Boomer: What if I am still working and have insurance do I need to enroll at age 65?  Can I get a policy in the marketplace if I have Medicare?

Clark: If you have health coverage through your or your spouse’s current employer you should talk to the employer when you become eligible for Mediare to see how the employer insurance will work with Medicare.

If there are 20 or more employees at the company where you or your spouse works, then the employer health insurance is primary—some people choose not to take Part B when they become eligible and have primary coverage through an employer.

If there are fewer than 20 employees at the company where you or your spouse currently work, Medicare is your primary coverage. You should not delay enrollment into Part B. If you decline Part B, you will have no primary insurance, which is usually like having no insurance at all.

In either case, if you have insurance from a current employer you qualify for a Special Enrollment Period. During this period, you can enroll in Part B without penalty. This Special Enrollment Period allows you to enroll in Part B at anytime while you or your spouse are still working and for up to eight months after you lose your employer coverage or stop working.

It is important to remember that COBRA and retiree insurance are not considered current employer insurance and you will not have a Special Enrollment Period if you have COBRA or retiree insurance. If you have COBRA or retiree insurance and delay enrollment in Part B you may have to pay a penalty when go to sign up.

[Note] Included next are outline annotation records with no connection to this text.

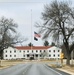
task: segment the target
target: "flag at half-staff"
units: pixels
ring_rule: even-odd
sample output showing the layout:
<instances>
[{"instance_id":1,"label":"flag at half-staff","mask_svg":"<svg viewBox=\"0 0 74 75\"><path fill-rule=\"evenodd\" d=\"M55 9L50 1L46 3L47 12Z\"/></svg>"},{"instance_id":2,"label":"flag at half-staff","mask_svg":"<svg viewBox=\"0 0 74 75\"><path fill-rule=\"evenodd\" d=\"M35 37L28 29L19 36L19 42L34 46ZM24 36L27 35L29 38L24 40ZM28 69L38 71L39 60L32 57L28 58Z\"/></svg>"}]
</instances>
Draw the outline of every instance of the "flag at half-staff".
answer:
<instances>
[{"instance_id":1,"label":"flag at half-staff","mask_svg":"<svg viewBox=\"0 0 74 75\"><path fill-rule=\"evenodd\" d=\"M38 38L40 38L41 35L37 32L34 32L34 40L38 41Z\"/></svg>"}]
</instances>

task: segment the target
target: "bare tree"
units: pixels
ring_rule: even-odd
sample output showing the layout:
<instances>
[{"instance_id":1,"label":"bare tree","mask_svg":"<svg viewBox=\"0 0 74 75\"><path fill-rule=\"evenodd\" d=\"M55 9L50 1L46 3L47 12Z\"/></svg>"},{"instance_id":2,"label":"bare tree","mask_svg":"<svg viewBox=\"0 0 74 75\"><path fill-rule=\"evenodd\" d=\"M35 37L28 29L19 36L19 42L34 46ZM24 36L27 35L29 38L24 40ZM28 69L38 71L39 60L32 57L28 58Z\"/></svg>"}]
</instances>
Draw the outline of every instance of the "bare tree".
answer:
<instances>
[{"instance_id":1,"label":"bare tree","mask_svg":"<svg viewBox=\"0 0 74 75\"><path fill-rule=\"evenodd\" d=\"M3 59L3 50L16 43L22 43L24 39L19 39L16 28L18 25L13 19L2 17L0 19L0 57ZM26 39L25 39L26 40Z\"/></svg>"},{"instance_id":2,"label":"bare tree","mask_svg":"<svg viewBox=\"0 0 74 75\"><path fill-rule=\"evenodd\" d=\"M67 65L70 65L71 52L74 49L74 10L67 2L53 1L50 5L44 6L42 12L44 24L36 24L40 27L40 33L43 33L43 38L48 38L49 35L58 41L58 37L62 37L62 42L65 46L67 55Z\"/></svg>"},{"instance_id":3,"label":"bare tree","mask_svg":"<svg viewBox=\"0 0 74 75\"><path fill-rule=\"evenodd\" d=\"M44 46L49 46L49 42L47 40L44 41Z\"/></svg>"}]
</instances>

If your work status changes Medicare may change how it works with your employer insurance. Examples of changes in work status include retiring and taking COBRA. You should also call Social Security when your work status changes.

If you already have Medicare, you should not enroll in a Marketplace plan.

There are many reasons it is not a good idea to take a Marketplace Qualified Health Plan (QHP) over Medicare:

  1. It is illegal for someone to sell you a QHP if they know you have Medicare.
  2. You are not eligible for any tax credits to help pay for QHP premiums, and full QHP premiums are more costly than your Medicare, Medigap or Part D premiums.
  3. There is no guarantee that a QHP will pay for your health costs if you drop Medicare to take a QHP. In many cases, when someone is eligible for Medicare but does not have it, the insurance they do have can refuse to cover most if not all of their health care costs. This means that you may have little or no coverage if you rely on a QHP for health coverage.

Be aware that Medicare Advantage plans, Medigap supplemental policies and stand-alone Part D plans will not be sold through the Marketplaces.

Open Enrollment for the Marketplaces overlaps with Medicare Fall Open Enrollment. These enrollment periods are not the same. People with Medicare should use the Fall Open Enrollment Period (October 15-December 7) to review how they get their Medicare and make any changes to their coverage for next year.